Durkan has resisted proposals to fund non-congregate shelter options like hotels during the pandemic, despite ample evidence that not only do separate spaces prevent COVID-19 from spreading but have tremendous physical and psychological benefits to people accustomed to fighting over space, food, and showers in overcrowded congregate settings. (The Red Lion, for which the city provides some funding, has not had a single case of COVID-19).

“If the question is what happens in two or three months, more people will be alive [because] fewer people will have contracted COVID. Quite literally, that is how we will save lives.”—City Council member Teresa Mosqueda

“I think we need to be conscious of the sustainability of whatever system we set up,” Noble said last week. “The COVID pandemic isn’t going to disappear by any means… and I think there are difficult decisions to be made about how well we can manage some level of congregate shelter … versus moving folks singularly into non-congregate settings, and part of that is making sure we have sufficient and robust testing in these settings.”
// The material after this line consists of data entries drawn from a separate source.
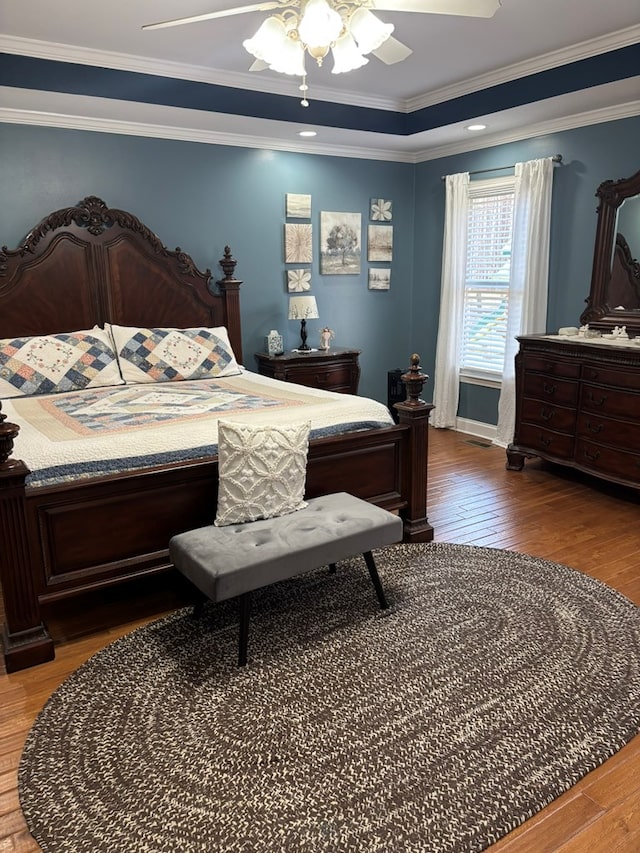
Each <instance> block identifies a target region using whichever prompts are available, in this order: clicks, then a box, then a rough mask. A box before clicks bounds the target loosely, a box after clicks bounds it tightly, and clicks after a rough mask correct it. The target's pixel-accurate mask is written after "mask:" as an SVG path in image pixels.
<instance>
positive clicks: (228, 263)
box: [218, 246, 238, 281]
mask: <svg viewBox="0 0 640 853" xmlns="http://www.w3.org/2000/svg"><path fill="white" fill-rule="evenodd" d="M218 263H219V264H220V266H221V267H222V270H223V272H224V279H223V281H236V277H235V275H234V274H233V273H234V272H235V268H236V264H237V263H238V262H237V261H236V259H235V258H234V257H233V256H232V254H231V249H230V248H229V246H225V247H224V257H223V258H221V259H220V261H219V262H218Z"/></svg>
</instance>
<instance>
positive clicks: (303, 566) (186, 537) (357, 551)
mask: <svg viewBox="0 0 640 853" xmlns="http://www.w3.org/2000/svg"><path fill="white" fill-rule="evenodd" d="M401 539H402V521H401V519H400V518H399V517H398V516H396V515H393V514H392V513H390V512H387V510H385V509H381V508H380V507H377V506H374V505H373V504H369V503H367V502H366V501H363V500H360V498H356V497H354V496H353V495H349V494H346V493H345V492H340V493H337V494H332V495H324V496H323V497H319V498H311V499H310V500H309V501H308V505H307V506H306V507H305V508H304V509H301V510H298V511H297V512H293V513H291V514H289V515H281V516H278V517H277V518H268V519H260V520H258V521H252V522H248V523H245V524H231V525H228V526H226V527H215V526H214V525H209V526H207V527H201V528H198V529H197V530H189V531H187V532H186V533H179V534H178V535H177V536H174V537H173V538H172V539H171V541H170V543H169V554H170V557H171V561H172V562H173V564H174V565H175V566H176V568H177V569H178V570H179V571H180V572H181V573H182V574H183V575H185V577H187V578H189V580H190V581H191V582H192V583H193V584H194V586H196V587H197V588H198V589H199V590H200V592H201V593H202V594H203V595H204V596H206V598H208V599H210V600H211V601H224V600H225V599H227V598H234V597H235V596H243V597H244V601H243V602H242V604H241V606H242V612H245V618H246V620H248V605H249V598H248V597H249V595H250V593H251V591H252V590H254V589H259V588H260V587H263V586H267V585H269V584H272V583H275V582H276V581H282V580H286V579H287V578H292V577H294V576H295V575H299V574H302V573H303V572H307V571H310V570H312V569H317V568H319V567H320V566H325V565H329V566H332V567H334V566H335V563H336V562H338V561H339V560H342V559H345V558H346V557H351V556H353V555H354V554H358V553H360V554H364V556H365V560H366V563H367V567H368V568H369V573H370V574H371V578H372V581H373V583H374V586H375V589H376V592H377V594H378V599H379V601H380V604H381V606H382V607H386V606H387V603H386V600H385V598H384V593H383V591H382V586H381V584H380V580H379V578H378V574H377V570H376V568H375V563H374V562H373V557H372V556H371V551H372V550H373V549H375V548H381V547H383V546H385V545H390V544H392V543H394V542H399V541H401ZM240 628H241V652H240V660H239V662H240V664H241V665H242V664H243V663H244V661H243V660H242V657H243V655H242V642H243V637H242V633H243V630H244V629H245V628H246V625H245V626H243V621H242V613H241V626H240ZM244 640H245V646H246V637H245V638H244ZM245 660H246V648H245Z"/></svg>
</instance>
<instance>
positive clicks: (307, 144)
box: [0, 107, 415, 163]
mask: <svg viewBox="0 0 640 853" xmlns="http://www.w3.org/2000/svg"><path fill="white" fill-rule="evenodd" d="M0 122H4V123H6V124H28V125H34V126H38V127H58V128H63V129H65V130H86V131H91V132H94V133H115V134H121V135H125V136H143V137H147V138H155V139H173V140H176V141H182V142H200V143H205V144H207V145H229V146H233V147H236V148H256V149H260V150H269V151H289V152H292V153H298V154H319V155H323V156H328V157H352V158H355V159H366V160H382V161H386V162H399V163H414V162H415V157H414V155H413V153H412V152H407V151H399V150H393V149H390V148H389V149H380V150H376V149H370V148H360V147H357V146H351V145H335V144H321V143H315V142H310V141H309V142H305V141H304V140H303V139H300V140H297V139H292V140H282V139H275V138H273V137H260V136H247V135H246V134H234V133H224V132H220V131H212V130H202V129H199V128H186V127H175V126H173V125H161V124H151V123H148V122H146V123H142V122H133V121H123V120H119V119H112V118H109V119H105V118H98V117H90V116H79V115H71V114H65V113H54V112H44V111H39V110H19V109H12V108H8V107H7V108H2V107H0Z"/></svg>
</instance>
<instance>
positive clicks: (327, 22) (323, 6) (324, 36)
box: [298, 0, 342, 47]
“If the question is what happens in two or three months, more people will be alive [because] fewer people will have contracted COVID,” Mosqueda shot back. “Quite literally, that is how we will save lives.”

Malone, from DESC, says that for the hundreds of people who are supposed to leave their hotel rooms at the end of August, the future remains “very uncertain.” He’s hopeful that the county, which secured the hotel for DESC in the first place, will come through with some capital and operating funding for their longer-term proposal, and has shown the city some preliminary figures for what it would cost to operate both the motels and mass shelters at half their previous capacity.

“There are lots of people from different quarters who are enthusiastic about this idea, and that makes me think we would have a shot at pulling the resources together,” Malone says. “I just don’t feel the door is shut on this.”

“Pursuing this strategy of going to individual rooms is the way to go,” he continues, “and even if we got to the end of this epidemic in the future, that would still be a better way to do it.”